Respiratory Muscle Research Unit, Laboratory of Pneumology and Respiratory Division, Department of Clinical and Experimental Medicine, Katholieke Universiteit Leuven, Leuven, Belgium.
J Appl Physiol (1985). 2013 May;114(9):1291-9. doi: 10.1152/japplphysiol.00847.2012. Epub 2013 Jan 31.
During acute exacerbations of chronic obstructive pulmonary disease (COPD), limb and respiratory muscle dysfunction develops rapidly and functional recovery is partial and slow. The mechanisms leading to this muscle dysfunction are not yet fully established. However, recent evidence has shown that several pathways involved in muscle catabolism, apoptosis, and oxidative stress are activated in the vastus lateralis muscle of patients during acute exacerbations of COPD, while those implicated in mitochondrial function are downregulated. These pathways may be targeted in different ways by factors related to exacerbations. These factors include enhanced systemic inflammation, oxidative stress, impaired energy balance, hypoxia, hypercapnia and acidosis, corticosteroid treatment, and physical inactivity. Data on the respiratory muscles are limited, but these muscles are undoubtedly overloaded during exacerbations. While they are also subjected to the same systemic elements as the limb muscles (except for inactivity), they also face a specific mechanical disadvantage caused by changes in lung volume during exacerbation.
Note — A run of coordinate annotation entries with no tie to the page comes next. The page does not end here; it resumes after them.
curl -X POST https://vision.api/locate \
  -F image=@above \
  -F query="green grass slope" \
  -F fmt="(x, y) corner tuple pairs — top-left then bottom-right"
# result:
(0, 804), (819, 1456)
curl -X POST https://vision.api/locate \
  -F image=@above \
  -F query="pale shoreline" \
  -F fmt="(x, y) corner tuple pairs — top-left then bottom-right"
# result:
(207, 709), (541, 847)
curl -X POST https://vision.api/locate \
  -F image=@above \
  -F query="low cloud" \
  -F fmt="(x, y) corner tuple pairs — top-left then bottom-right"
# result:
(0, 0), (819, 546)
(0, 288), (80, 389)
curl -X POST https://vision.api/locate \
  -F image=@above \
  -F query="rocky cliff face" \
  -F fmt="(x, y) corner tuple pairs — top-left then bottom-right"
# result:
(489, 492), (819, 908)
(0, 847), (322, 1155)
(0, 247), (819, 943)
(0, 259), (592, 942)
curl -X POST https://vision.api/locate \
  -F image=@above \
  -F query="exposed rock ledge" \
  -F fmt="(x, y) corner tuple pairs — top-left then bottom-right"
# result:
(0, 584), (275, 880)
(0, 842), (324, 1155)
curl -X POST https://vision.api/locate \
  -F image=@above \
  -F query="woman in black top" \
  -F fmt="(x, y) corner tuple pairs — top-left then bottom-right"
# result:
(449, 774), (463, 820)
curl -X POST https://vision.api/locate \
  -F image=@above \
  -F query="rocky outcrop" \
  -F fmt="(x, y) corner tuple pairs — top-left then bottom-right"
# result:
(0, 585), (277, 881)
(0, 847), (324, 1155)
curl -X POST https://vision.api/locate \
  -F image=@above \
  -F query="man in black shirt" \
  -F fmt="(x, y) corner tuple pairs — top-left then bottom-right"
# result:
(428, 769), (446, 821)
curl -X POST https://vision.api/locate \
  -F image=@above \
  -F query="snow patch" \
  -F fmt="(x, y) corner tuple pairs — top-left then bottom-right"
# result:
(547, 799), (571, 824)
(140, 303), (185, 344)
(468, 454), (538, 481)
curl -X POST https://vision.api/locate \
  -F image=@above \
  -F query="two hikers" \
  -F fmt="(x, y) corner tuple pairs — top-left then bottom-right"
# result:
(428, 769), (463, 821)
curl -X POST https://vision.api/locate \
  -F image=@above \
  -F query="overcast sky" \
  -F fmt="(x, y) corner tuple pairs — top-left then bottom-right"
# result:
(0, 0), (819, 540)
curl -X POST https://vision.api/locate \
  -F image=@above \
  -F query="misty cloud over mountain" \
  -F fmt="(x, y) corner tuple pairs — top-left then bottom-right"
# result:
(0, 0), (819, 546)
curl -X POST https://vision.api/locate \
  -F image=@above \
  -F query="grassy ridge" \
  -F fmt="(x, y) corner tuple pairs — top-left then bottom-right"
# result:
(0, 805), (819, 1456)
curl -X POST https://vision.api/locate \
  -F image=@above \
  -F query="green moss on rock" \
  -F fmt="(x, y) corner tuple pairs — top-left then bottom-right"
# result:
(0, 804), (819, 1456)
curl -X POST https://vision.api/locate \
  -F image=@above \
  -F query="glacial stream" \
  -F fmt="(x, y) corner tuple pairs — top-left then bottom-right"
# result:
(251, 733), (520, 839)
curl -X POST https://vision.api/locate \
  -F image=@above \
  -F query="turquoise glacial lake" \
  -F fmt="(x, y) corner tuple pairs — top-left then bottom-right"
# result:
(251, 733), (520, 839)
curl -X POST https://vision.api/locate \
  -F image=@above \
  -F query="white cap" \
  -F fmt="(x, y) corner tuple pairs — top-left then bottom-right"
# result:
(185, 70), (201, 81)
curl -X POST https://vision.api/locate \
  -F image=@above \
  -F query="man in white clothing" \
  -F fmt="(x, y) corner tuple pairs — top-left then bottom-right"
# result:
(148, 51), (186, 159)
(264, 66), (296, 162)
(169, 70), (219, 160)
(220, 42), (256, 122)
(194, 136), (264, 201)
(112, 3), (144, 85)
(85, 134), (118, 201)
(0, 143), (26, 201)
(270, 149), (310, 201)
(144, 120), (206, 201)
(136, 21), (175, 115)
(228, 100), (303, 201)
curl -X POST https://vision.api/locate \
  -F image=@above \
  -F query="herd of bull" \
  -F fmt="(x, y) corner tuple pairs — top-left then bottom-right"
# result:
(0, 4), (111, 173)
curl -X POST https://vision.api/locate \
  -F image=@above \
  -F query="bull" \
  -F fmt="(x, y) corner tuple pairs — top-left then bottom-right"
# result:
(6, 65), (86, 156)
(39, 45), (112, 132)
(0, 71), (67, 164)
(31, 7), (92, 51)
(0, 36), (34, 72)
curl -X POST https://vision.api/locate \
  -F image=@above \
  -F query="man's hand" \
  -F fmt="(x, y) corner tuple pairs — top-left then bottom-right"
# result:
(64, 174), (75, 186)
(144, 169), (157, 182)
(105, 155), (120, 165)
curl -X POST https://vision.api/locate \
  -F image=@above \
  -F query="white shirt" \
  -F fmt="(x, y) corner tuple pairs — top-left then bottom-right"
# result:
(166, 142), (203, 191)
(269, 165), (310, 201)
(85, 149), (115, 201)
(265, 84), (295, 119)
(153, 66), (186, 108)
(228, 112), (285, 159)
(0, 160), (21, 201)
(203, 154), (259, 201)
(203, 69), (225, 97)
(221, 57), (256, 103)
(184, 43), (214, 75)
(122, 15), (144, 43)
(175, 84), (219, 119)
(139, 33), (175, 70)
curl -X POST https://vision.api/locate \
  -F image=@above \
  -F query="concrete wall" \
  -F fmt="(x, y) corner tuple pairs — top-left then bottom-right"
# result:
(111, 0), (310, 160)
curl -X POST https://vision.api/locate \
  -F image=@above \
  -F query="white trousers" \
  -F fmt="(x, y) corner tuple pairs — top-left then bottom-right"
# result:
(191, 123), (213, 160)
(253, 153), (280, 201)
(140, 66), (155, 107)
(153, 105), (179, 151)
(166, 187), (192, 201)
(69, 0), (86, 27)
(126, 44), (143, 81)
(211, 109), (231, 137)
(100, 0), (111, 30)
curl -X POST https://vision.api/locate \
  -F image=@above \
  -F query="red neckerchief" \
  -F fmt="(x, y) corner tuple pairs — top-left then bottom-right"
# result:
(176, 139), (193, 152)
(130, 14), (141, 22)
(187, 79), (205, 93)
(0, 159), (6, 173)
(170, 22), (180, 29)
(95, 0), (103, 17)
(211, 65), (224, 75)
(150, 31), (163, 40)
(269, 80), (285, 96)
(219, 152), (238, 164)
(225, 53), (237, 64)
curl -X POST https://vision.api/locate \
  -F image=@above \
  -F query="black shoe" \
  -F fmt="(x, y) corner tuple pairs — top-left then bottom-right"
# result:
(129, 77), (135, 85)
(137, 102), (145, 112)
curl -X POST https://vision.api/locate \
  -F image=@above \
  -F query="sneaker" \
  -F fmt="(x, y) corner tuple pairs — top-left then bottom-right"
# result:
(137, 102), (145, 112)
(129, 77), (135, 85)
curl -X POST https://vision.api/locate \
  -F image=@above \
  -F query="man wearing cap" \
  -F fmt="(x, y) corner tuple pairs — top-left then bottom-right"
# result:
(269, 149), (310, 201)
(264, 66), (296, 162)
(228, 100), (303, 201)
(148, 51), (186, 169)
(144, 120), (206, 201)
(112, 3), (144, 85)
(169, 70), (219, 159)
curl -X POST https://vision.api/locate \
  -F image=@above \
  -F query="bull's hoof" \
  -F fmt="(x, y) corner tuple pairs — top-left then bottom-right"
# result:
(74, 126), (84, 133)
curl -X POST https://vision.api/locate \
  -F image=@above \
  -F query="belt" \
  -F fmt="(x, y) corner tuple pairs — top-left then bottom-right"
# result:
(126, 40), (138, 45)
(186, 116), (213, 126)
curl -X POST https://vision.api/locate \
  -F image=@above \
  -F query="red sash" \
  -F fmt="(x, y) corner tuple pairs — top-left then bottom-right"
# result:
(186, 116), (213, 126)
The latter will affect the ability to generate force by the foreshortening of the muscle (especially for the diaphragm), but also by altering rib orientation and motion (especially for the parasternal intercostals and the external intercostals). Because acute exacerbations of COPD are associated with an increase in both prevalence and severity of generalized muscle dysfunction, and both remain present even during recovery, early interventions to minimize muscle dysfunction during exacerbation are warranted. Although rehabilitation may be promising, other therapeutic strategies such as counterbalancing the adverse effects of exacerbations on skeletal muscle pathways may also be used.
在慢性阻塞性肺疾病(COPD)急性加重期,四肢和呼吸肌功能障碍迅速发展,功能恢复不完全且缓慢。导致这种肌肉功能障碍的机制尚未完全确定。然而,最近的证据表明,在 COPD 急性加重期患者的股外侧肌中,几种参与肌肉分解代谢、细胞凋亡和氧化应激的途径被激活,而涉及线粒体功能的途径则被下调。这些途径可能会被与加重有关的因素以不同的方式靶向。这些因素包括增强的全身炎症、氧化应激、能量平衡受损、缺氧、高碳酸血症和酸中毒、皮质类固醇治疗和身体活动减少。关于呼吸肌的数据有限,但这些肌肉在加重期无疑会过载。虽然它们也像四肢肌肉一样受到相同的全身因素的影响(除了不活动外),但它们还面临着由于在加重期肺容积变化引起的特定机械劣势。后者将通过肌肉的缩短(尤其是膈肌)来影响产生力的能力,也会通过改变肋骨的方向和运动(尤其是胸骨旁肋间肌和外肋间肌)来影响。由于 COPD 的急性加重与全身肌肉功能障碍的普遍性和严重程度的增加有关,而且即使在恢复期间,这些情况仍然存在,因此有必要在加重期进行早期干预以尽量减少肌肉功能障碍。尽管康复可能有前途,但也可以使用其他治疗策略,例如抵消加重对骨骼肌途径的不利影响。